Fazlı Bey, oğlunun ticarete ilgisi olmadığını erken yaşta fark eder. Birçok babanın o dönem yapabileceği gibi, onu istemediği bir yolda yorarak, yıpratarak baba işini ilerletme yoluna gitmez. Bir orta yol bulacaktır…
Jak Y. Şalhoşfili, Fazlı Bey’in dükkanında çalışan bir tezgahtardır. Yahudi kimliğinin günümüzde dahi düşündürdüğü stereotip ‘Zengin Yahudi’ kısmından nasibini alamamış, kendi halinde bir gençtir.
1954 yılındaki yangında dükkanı yanan Fazlı Bey, çarşıda başka bir dükkan alır; Jak'ı dükkana ve dolayısıyla oğluna ortak eder.
Böylece Jak birdenbire Kapalıçarşı'da iyi iş yapan bir antikacı dükkanının ortağı olarak, tüm gücüyle işlere sarılır. Edip Cansever de aynı dükkanda şiirlerine emek verir. Burada dokuz şiir kitabı çıkarır.
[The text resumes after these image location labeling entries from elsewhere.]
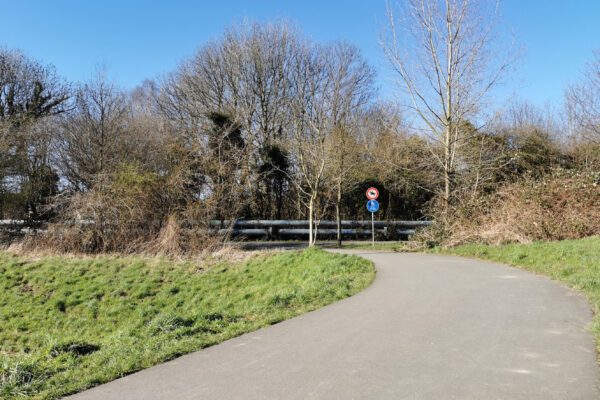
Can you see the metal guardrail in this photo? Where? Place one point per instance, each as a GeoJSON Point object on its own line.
{"type": "Point", "coordinates": [276, 229]}
{"type": "Point", "coordinates": [289, 229]}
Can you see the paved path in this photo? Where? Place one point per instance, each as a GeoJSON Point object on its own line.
{"type": "Point", "coordinates": [430, 327]}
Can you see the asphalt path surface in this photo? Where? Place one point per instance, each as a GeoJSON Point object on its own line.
{"type": "Point", "coordinates": [429, 327]}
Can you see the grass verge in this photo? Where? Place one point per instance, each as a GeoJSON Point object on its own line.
{"type": "Point", "coordinates": [70, 324]}
{"type": "Point", "coordinates": [395, 246]}
{"type": "Point", "coordinates": [575, 262]}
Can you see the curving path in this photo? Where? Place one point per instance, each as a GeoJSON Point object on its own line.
{"type": "Point", "coordinates": [430, 327]}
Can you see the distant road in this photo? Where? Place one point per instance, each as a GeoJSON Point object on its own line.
{"type": "Point", "coordinates": [430, 327]}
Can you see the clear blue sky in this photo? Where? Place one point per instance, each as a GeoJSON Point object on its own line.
{"type": "Point", "coordinates": [143, 39]}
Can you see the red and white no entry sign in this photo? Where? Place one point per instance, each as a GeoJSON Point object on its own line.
{"type": "Point", "coordinates": [372, 193]}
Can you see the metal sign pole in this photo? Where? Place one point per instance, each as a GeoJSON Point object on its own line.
{"type": "Point", "coordinates": [373, 229]}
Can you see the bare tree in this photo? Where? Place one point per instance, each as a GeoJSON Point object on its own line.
{"type": "Point", "coordinates": [92, 136]}
{"type": "Point", "coordinates": [30, 94]}
{"type": "Point", "coordinates": [583, 102]}
{"type": "Point", "coordinates": [441, 52]}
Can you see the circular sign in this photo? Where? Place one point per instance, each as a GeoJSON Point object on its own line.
{"type": "Point", "coordinates": [373, 205]}
{"type": "Point", "coordinates": [372, 193]}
Kapalıçarşı Halıcılar Bedesteni’nin dili olsa iki farklı katta yaşanan o güzel günleri bir şiir misali anlatırdı bizlere…
Şu sıralar tam gaz antisemitizm yayan medya organları göremese de, her geçen gün vefatlarla, göçlerle tükenmekte olan bir toplumun hikayesi bizim ortak hikayemizdir…
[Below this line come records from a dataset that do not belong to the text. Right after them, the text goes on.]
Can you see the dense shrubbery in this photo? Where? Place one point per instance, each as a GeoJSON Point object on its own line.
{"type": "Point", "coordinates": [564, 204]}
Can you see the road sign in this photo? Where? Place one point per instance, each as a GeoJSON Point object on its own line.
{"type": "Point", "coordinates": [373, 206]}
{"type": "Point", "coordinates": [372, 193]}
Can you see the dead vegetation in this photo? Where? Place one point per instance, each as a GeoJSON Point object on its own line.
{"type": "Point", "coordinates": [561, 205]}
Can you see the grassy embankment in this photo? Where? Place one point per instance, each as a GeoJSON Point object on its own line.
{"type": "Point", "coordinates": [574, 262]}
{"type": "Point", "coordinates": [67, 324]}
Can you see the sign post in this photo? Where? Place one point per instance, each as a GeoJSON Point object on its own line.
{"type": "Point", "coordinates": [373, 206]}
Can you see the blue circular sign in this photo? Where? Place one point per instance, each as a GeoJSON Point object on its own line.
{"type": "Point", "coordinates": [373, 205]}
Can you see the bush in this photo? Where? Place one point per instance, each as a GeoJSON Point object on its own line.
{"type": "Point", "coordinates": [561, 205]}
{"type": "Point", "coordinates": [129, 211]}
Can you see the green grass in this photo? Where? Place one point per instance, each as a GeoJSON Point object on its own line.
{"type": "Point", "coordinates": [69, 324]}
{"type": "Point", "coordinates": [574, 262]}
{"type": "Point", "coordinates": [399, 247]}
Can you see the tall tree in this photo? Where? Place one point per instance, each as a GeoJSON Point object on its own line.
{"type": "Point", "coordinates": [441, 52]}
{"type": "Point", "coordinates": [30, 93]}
Umut veren bir Hanuka Kutlaması
29 Aralık Pazar günü Ulus Özel Musevi Anaokulu ve İlkokul Hanuka kutlamasını birkaç kez mutluluktan gözlerim dolarak izledim.
Bu duyguyu burada anlatmak güç.
Bir süredir azalma duygusu yaşayan, sessizleşen, zaman zaman maalesef baskı altında hisseden bir Türk Yahudisi’nin umut gözyaşlarıydı.
Müdürlerimiz, öğretmenlerimizin heyecanı, coşkusu öğrencilerimize geçmiş, hep bir ağızdan her yaştan veli, öğrenci, buradaydık demenin, umudun asıl mucizenin vücut bulmuş şekliydi.
Bir mezun olarak belki 15 senedir görmediğim kimi dostları çocuklarıyla görmek, bir zamanlar rol aldığım sahnede bir-iki seneye oğlumun da olacağını hayal etmek, geleneklerimize sımsıkı bağlı olduğumuzu yaşamak eminim orada bulunan her yaştan kardeşimize iyi ki dedirtti.
İyi ki okulumuz var, iyi ki okulumuzun en kısıtlı imkanlarla mucizeler yaratan öğretmenlerimiz var.
Nice bayramları bu coşkuyla kutlamak nasip olsun. Nice yaşlara canım okulum.
Hep artarak, daha iyiye ve nice başarılara koşabilmek dileğiyle!
Son olarak, tüm toplum kurum, sinagog vakıf başkanlarına buradan seslenmek isterim. Günümüz şartlarında en büyük desteğin verilmesi gereken kurumumuz tartışmasız okulumuzdur. Geleceğimizi imar edecek, ülkemizi ilerde bir Türk Yahudisi olarak en iyi temsil edecek öğrencilerimizin, veli ve eğitim kadrosunun başarıdan başka hiçbir hususta endişesi olmaması gerekir.
Dilerim bütün toplum ve kurum yöneticilerimiz bunun bilincindedir. Protokol misafirlerimizin gelecek tüm törenlerde en ön sıralar yerine, yarattıkları imkanlarla inşa ettiklerini yakından tanıyabilmek adına çocuklarımızın ortasında arka sıralarda yer almalarını daha çok keyif alabilmek adına tavsiye ederim.
Nice umut veren bayram kutlamalarına!